As Trump wrote on social media: “If the Fed had spent less time on DEI, gender ideology, ‘green’ energy and fake climate change, inflation would never have been a problem.”
Trump complained that “because Jay Powell and the Fed failed to stop the problem they created with inflation, I will do it by unleashing American energy production, slashing regulation, rebalancing international trade and reigniting American manufacturing.”
Traders know better than to dismiss Trump’s rantings. In his first term from 2017 to 2021, Trump went after his hand-picked Fed chairman early and often. It worked; Trump cajoled Powell into reversing the Fed’s tightening cycle and cutting rates in 2019.
Since then, Trump has made a point of slamming the Fed at every opportunity. On the campaign trail last October, Trump mocked Powell’s Fed. “I think it’s the greatest job in government,” Trump told Bloomberg. “You show up to the office once a month and you say, ‘let’s say flip a coin’ and everybody talks about you like you’re a god.”
Trump also argues that presidents should have a direct say in monetary decisions. “The Federal Reserve is a very interesting thing and it’s sort of gotten it wrong a lot,” Trump told an audience last year.
He added that, “I feel the president should have at least stayed there, yeah. I feel that strongly. I think that, in my case, I made a lot of money. I was very successful. And I think I have a better instinct than, in many cases, people that would be on the Federal Reserve or the chairman.”
Commandeering Fed policy decisions may be a way to weaken the dollar. Trump and his advisors make it clear the Fed’s independence is on the line. The “Project 2025” scheme that Republican operatives cooked up for Trump 2.0 includes curbing the Fed’s autonomy.

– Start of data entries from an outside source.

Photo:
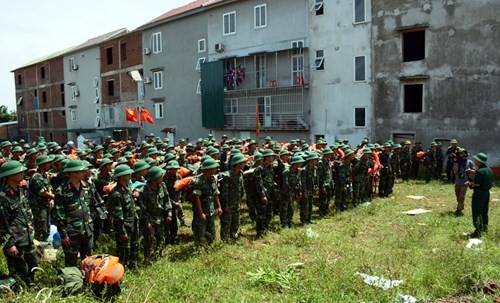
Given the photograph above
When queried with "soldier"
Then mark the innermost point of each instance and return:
(16, 223)
(41, 197)
(231, 192)
(291, 190)
(310, 184)
(343, 187)
(72, 214)
(325, 182)
(264, 182)
(156, 209)
(386, 173)
(125, 217)
(206, 203)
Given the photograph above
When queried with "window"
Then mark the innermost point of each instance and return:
(359, 11)
(318, 7)
(359, 117)
(111, 87)
(413, 46)
(159, 110)
(158, 80)
(157, 43)
(202, 45)
(229, 23)
(359, 68)
(198, 64)
(319, 62)
(413, 98)
(123, 51)
(198, 88)
(109, 55)
(231, 106)
(260, 16)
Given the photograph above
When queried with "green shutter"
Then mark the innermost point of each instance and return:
(212, 95)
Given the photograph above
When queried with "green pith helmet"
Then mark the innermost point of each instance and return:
(11, 167)
(155, 173)
(209, 164)
(238, 158)
(42, 160)
(122, 170)
(74, 165)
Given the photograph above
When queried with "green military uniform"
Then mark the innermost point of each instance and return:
(16, 221)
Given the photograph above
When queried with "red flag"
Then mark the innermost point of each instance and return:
(131, 114)
(257, 120)
(146, 116)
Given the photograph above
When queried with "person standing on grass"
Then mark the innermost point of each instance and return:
(462, 164)
(483, 181)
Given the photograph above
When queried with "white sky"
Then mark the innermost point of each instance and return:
(30, 29)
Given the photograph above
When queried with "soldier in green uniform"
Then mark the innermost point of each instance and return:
(264, 183)
(125, 217)
(72, 214)
(16, 223)
(206, 203)
(156, 209)
(483, 181)
(343, 187)
(41, 197)
(291, 190)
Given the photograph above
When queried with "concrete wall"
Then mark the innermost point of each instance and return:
(333, 91)
(462, 62)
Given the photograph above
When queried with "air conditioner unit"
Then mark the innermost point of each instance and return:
(219, 47)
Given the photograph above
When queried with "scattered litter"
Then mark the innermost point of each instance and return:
(406, 299)
(474, 242)
(417, 211)
(378, 281)
(311, 233)
(415, 197)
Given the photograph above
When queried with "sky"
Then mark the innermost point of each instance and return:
(30, 29)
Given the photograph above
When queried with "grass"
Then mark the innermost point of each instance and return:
(427, 252)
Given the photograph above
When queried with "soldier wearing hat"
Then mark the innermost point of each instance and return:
(481, 184)
(206, 203)
(41, 197)
(156, 210)
(16, 223)
(73, 214)
(231, 193)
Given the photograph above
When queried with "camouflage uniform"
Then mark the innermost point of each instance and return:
(310, 183)
(155, 208)
(206, 190)
(74, 220)
(230, 198)
(16, 220)
(126, 221)
(39, 205)
(264, 183)
(291, 187)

Part of the rationale for lower rates, many economists reckon, is so that Trump can more easily finance his fiscal plans. These include making permanent the US$1.7 trillion tax cut Trump signed in his first term and additional cuts his Republican Party is mulling.
With the national debt already topping $36 trillion, Trump’s administration will need to hold rates as low as possible. Yet the tension brewing between Trump and the Fed could become dollar-negative in a hurry.
The yuan wildcard could be quite Trump-dependent, too. For now, Xi’s government is resisting the temptation to weaken the yuan for export advantage. Traders have a different view of China’s trajectory, betting on a sharply lower exchange rate.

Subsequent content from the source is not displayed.